Turned out this was a good time, according to the moon calendar. The far bed was
sown on Dec 29th with 65 seeds, a bad time according to the calendar. The
closest bed was sown on 8th Jan with our remaining 70 seeds, again a bad time.
The second bed had a 100% germination rate, but I quickly lost a few plants to snails or similar. The results in the 3rd bed were much the same. The plants in these two beds simply weren't as strong as in the first bed, and much more inclined to fall over or die just because.
The proof will be in the harvest, details of which I will add to this page when they are available, sometime soon.

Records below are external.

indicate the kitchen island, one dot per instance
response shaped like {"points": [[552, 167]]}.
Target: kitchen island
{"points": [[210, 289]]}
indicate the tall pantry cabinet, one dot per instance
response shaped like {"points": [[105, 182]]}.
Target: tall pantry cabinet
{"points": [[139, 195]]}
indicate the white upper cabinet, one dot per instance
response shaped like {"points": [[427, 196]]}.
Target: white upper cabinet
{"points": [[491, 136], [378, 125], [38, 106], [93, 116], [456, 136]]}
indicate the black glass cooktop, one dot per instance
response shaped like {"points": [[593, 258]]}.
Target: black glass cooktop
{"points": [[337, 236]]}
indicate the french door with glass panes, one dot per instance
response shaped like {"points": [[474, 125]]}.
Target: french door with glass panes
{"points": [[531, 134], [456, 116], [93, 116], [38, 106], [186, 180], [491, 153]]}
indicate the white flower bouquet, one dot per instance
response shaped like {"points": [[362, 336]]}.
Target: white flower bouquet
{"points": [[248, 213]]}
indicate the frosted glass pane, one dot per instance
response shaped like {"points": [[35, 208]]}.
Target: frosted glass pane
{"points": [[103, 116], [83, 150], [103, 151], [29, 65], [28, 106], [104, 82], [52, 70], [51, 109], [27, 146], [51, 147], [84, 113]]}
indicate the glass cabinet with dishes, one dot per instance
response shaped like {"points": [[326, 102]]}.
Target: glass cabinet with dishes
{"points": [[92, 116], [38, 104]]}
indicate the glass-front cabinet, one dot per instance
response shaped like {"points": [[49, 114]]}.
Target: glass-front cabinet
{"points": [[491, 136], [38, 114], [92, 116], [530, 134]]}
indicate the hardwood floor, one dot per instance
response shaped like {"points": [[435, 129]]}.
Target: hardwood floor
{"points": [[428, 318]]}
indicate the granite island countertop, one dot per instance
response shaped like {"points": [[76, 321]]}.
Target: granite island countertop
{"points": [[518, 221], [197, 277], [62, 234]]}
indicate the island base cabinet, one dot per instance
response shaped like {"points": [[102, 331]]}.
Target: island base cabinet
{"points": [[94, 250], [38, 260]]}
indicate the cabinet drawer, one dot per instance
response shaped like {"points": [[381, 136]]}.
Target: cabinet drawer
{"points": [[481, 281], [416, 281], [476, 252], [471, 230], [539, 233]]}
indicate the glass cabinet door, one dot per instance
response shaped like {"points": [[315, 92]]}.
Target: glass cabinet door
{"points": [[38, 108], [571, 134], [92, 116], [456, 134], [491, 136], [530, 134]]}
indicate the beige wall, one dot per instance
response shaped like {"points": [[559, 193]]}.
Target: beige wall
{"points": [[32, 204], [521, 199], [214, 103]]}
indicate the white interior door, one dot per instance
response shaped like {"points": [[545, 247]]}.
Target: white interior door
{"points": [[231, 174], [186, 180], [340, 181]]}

- Corn is mostly wind pollinated, which is the reason it should always be planted in blocks, so you get better pollination. The flowers are long thin stems at the top of the plant loaded with pollen. The pollen must drift down onto the tassels of the potential corn lower on the stems. Planting in blocks also gives these tall plants better stability so they are less likely to get blown over in the wind.
- Each thread in a tassel leads to what could become one kernel of corn. Each thread that is pollinated will cause a kernel to form. Each that is not, will leave an unformed kernel. When you peel open a cob of corn, and find the top part of the cob empty or unformed, this is because not all the threads were pollinated. Gentle shaking the plant, or picking a pollen stem and wiping it over the tassels can aid pollination.
- Corn needs deep, well dug soil to enable it to put down strong roots to support the plant. Roots will show near the soil surface - drawing soil up over them can also help support the plant.
- Beans or peas can be planted under the corn - this will add extra nitrogen which they need lots of. Another popular plant to grow under the corn is watermelon.
- F1 hybrids will not produce true-to-type seeds, so are not worth saving for seeds. Next season I plan to buy heirloom non-hybrid seed.
- All corn seed imported into NZ is required by law to be treated with fungicide - this is the pink coating you see on the seeds. This stuff is systemic - it is all through the plants and cobs. I didn't know much about this when I planted these, but now I do, I won't be planting such treated seeds in the future.
- Corn is also one of the most commonly genetically modified crops. GMOs are super bad for us. For one of the best sources of info on this, watch Genetic Roulette.
Middle bed (planted at the right time in the moon calendar): 14.178 kg
Bed 2 (planted at the wrong time): 4.22 kg
Bed 3 (planted at the wrong time) 4.112 kg
So the middle bed yielded more than 3 times as much sweetcorn, even though the total number of plants was the same or less than the other beds!
I also noticed that the pollination was better in the middle bed - the other two beds had a lot more cobs with missing kernels or entire ends that were unpollinated (even though I helped all three beds along by shaking plants and/or wiping silks with strands of pollen).